Dentine is affected more by the whitening process than enamel tissue. Spyrides GM, et al, study from 2000 showed that dentine bond strength decreased by as much as 76% post whitening. Further research from Na-Young Jeong, et al, in 2006 showed that 2 weeks was sufficient to allow the dentine to recover and bond strengths returned to near the same as pre-whitening levels.
Always schedule any restorative work at least 2 weeks after the patient has finished whitening. If there is any immediate bonding required, soaking the dentine in a 70% ethanol solution for 2 minutes can restore bond strengths to near pre-whitening levels.

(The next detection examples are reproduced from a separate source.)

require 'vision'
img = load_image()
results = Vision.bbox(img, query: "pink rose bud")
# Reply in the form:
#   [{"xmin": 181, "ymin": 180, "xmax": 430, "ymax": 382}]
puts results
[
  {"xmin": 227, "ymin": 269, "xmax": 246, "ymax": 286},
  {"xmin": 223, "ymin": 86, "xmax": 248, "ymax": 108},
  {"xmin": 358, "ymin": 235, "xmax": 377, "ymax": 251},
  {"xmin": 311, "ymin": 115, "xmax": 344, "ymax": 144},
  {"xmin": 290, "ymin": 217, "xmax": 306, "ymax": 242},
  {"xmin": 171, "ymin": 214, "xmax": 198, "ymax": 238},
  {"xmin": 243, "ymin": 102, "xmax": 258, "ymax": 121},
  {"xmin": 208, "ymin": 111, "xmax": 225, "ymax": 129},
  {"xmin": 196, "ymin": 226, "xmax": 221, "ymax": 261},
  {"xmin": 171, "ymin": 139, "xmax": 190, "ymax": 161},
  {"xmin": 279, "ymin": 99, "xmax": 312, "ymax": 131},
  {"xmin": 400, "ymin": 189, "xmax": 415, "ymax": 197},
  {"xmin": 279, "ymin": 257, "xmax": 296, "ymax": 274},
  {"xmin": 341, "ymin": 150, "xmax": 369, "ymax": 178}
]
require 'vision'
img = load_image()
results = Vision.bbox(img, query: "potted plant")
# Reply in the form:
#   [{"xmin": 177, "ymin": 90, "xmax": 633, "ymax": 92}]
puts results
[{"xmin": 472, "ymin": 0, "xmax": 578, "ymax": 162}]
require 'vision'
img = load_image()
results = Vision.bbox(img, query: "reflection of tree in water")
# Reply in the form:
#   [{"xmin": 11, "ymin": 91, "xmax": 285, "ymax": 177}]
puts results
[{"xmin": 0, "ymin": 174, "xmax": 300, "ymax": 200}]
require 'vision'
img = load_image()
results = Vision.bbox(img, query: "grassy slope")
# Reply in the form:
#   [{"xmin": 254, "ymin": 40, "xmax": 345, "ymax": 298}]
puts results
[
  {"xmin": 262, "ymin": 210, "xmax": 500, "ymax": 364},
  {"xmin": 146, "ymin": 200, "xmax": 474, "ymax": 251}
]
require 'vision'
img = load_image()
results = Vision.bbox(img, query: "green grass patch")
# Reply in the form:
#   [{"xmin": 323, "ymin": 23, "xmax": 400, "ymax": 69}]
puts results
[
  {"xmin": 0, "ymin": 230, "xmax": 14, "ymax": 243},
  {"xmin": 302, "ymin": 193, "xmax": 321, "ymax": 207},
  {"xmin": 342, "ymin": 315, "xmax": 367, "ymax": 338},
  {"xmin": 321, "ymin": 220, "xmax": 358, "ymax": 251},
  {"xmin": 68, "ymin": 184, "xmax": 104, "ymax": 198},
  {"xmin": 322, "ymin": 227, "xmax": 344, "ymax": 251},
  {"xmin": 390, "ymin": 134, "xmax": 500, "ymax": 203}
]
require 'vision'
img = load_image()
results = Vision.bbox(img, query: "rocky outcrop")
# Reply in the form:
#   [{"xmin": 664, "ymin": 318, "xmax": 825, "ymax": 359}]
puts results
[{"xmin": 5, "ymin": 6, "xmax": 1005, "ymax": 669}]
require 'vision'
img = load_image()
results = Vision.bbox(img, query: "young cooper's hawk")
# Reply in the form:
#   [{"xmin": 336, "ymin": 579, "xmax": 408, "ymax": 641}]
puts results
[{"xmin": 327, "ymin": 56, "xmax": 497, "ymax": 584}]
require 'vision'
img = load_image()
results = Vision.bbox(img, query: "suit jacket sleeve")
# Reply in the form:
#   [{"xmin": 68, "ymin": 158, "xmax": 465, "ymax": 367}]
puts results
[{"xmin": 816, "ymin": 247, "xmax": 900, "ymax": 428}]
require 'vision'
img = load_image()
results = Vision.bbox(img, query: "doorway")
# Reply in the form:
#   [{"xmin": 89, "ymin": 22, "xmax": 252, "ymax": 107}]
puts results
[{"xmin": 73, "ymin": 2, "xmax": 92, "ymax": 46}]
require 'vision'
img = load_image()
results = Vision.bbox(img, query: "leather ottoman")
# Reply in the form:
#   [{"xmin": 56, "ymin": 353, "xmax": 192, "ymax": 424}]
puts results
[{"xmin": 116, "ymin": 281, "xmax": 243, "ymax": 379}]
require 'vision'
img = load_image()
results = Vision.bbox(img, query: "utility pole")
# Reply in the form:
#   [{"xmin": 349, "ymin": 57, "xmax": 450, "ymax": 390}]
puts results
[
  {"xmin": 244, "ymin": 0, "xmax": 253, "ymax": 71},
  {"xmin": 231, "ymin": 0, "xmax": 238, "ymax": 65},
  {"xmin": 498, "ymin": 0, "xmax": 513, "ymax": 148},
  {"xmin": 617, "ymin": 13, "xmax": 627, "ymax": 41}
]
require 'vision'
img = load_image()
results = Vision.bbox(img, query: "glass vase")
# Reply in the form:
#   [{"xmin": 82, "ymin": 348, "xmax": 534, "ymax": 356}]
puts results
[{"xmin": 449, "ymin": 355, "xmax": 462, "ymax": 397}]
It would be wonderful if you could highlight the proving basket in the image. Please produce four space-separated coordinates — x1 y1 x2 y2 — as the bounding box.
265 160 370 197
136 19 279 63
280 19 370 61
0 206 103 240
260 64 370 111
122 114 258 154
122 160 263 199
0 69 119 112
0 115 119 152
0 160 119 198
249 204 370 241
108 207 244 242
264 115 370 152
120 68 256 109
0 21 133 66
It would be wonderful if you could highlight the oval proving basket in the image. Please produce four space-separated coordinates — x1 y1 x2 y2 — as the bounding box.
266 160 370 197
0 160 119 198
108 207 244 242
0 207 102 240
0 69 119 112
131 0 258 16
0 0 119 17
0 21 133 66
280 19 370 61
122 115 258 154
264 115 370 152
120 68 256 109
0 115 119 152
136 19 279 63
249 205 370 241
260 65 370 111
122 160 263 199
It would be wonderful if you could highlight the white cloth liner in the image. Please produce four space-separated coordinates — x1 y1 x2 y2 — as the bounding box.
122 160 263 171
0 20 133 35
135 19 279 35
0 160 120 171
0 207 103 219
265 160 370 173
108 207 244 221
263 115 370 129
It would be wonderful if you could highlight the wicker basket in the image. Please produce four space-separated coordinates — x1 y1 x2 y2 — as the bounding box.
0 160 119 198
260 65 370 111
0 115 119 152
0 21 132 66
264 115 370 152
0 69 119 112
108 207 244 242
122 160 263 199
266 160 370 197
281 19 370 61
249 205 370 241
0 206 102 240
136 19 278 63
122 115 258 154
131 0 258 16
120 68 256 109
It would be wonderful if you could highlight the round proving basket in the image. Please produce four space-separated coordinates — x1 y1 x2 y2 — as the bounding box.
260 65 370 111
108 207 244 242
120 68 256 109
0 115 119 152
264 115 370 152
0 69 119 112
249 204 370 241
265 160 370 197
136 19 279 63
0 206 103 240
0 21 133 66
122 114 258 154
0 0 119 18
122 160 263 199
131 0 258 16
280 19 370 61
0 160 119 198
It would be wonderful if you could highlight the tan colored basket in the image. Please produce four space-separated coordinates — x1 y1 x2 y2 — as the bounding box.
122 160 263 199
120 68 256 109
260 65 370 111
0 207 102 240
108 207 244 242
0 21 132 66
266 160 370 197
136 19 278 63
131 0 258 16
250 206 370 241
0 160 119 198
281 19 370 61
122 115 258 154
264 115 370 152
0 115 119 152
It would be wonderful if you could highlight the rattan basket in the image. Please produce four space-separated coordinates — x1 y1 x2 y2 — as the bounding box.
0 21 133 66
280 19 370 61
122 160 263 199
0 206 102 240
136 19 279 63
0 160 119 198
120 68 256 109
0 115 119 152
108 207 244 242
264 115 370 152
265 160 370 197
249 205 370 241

Owing to the sensitivity associated with tooth whitening, it is often wrongly assumed that whitening causes pulpal damage. JO Fugaro, et al, did a study in 2004 on the reaction of pulpal tissue to two weeks use of 10% carbamide peroxide. The findings from this study demonstrated that 10% carbamide peroxide can cause mild, localized pulp reactions. However, these did not affect the overall health of the pulp tissue and were reversible within two weeks post-treatment. Therefore, two weeks of treatment with 10% carbamide peroxide is considered safe for the pulp.
Another study by Cohen showed that hydrogen peroxide up to 35% concentration was harmless to the pulp. It is a safe assumption that no long term harm will come to the pulp from the concentrations of whitening solution that are used in home whitening.
Enamel is not significantly affected by the use of peroxide based products. A study by Leonard, et al, in 2001 assessed the effect of 10% carbamide peroxide on the surface morphology of enamel after 2 weeks, and again after 6 months, using electron microscopy at 2000 times magnification. There was no significant effect on the surface of enamel immediately after whitening and it did not worsen over time.
Without good whitening trays, it is very difficult to achieve good results from home supervised tooth whitening. The trays often have more of an impact on the results than the type of gels used.
Our trays are manufactured to a very specific protocol. Our manufacturing process follows the results of a literature review we undertook to ascertain the best design components of a whitening tray.